There is a simple exact model to compare against: Take the tokenized training data, put it into a Burrows–Wheeler transform, and add a few data structures. Then, given a context of any length, you can efficiently get the exact distribution for the next token in the training data. This is much cheaper to build and use than any LLM of comparable size. It's also much less useful, because it's overfitted to the training data.
LLMs approximate this model. By losing many little details and smoothing the probability distributions, they can generalize much better beyond the training data.
There isn't more information than you started with though. That's an illusion, kind of like procedurally generated terrain. Here 1K of javascript that generates endless maps of islands that all look unique:
An efficient pruned and quantized model contains about as much information as its file size would suggest.
The ability to train models and have them reproduce terabytes of human knowledge simply shows that this knowledge contains repetition in its underlying semantic structure that can be a target of compression.
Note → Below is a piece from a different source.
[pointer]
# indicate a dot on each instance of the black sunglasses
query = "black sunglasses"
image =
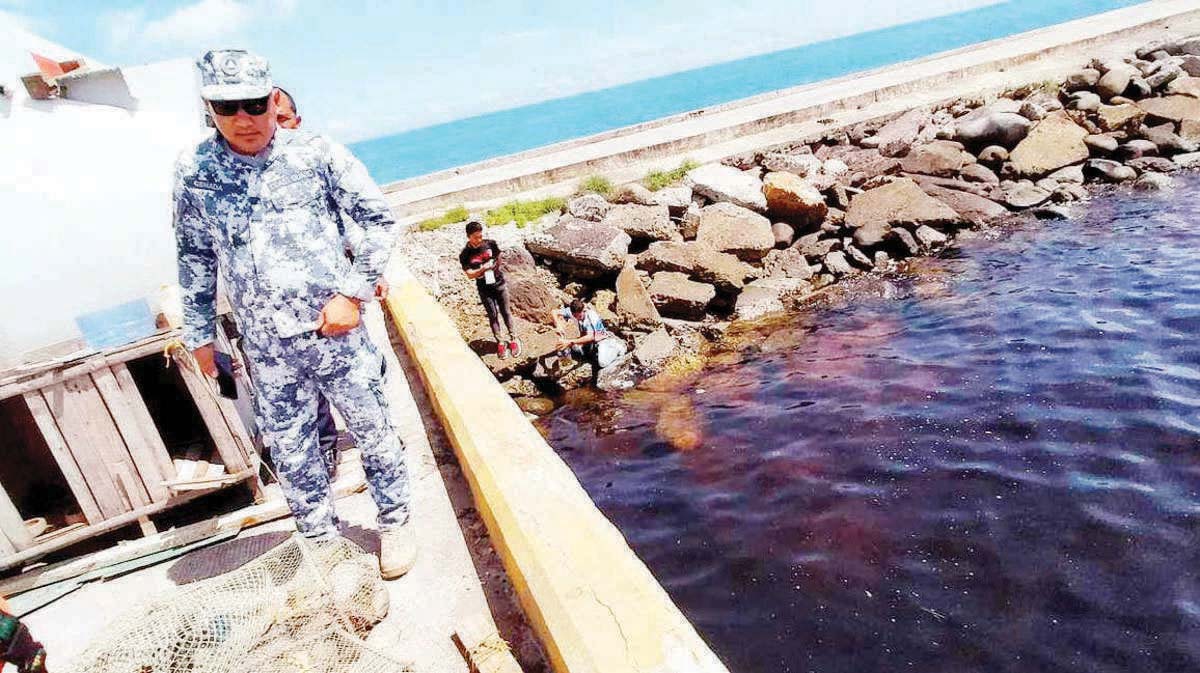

Is there less information in the universe than we think there is?
> There isn't more information than you started with though.
There's the same amount of data, yes. The extra info is the structure of the model itself.
> The ability to train models and have them reproduce terabytes of human knowledge simply shows that this knowledge contains repetition in its underlying semantic structure that can be a target of compression.
Yes, and the interesting part is the "what" of that repitition. What patterns exist in written text?
> Is there less information in the universe than we think there is?
There is both less and more, depending on how you look at it.
Most of the information in the universe is Cosmic Microwave Background Radiation. It's literally everywhere. We can't predict exactly what CMBR data will exist at any point in spacetime. It's raw entropy: noise. The popular theory is that it comes from the expansion of the universe itself; originating from the big bang. From the most literal perspective, the entire universe is constantly creating more information.
Even though the specifics of the data are unpredictable, CMBR has an almost completely uniform frequency/spectrum and amplitude/temperature. From an inference perspective, the noisy entropy of the entire universe follows a coherent and homogenous pattern. The better we can model that pattern, the more entropy we can factor out; like data compression.
This same dynamic applies to human generated entropy, particularly written language.
If we approach language processing from a literal perspective, we have to contend with the entire set of possible written language. Because natural language allows ambiguity, that set is too large to explicitly model: there are too many unpredictable details. This is why traditional parsing only works with "context-free grammars" like programming languages.
If we approach language processing from an inference perspective, we only have to deal with the set of what has been written. This is what LLMs do. This method factors out enough entropy to be computable, but factoring out that entropy also means factoring out the explicit definitions language is constructed from. LLMs don't get stuck on ambiguity; but they also don't resolve it.
LLMs model the patterns that exist in text, then blindly follow those patterns. The result looks a lot like original content, but it isn't.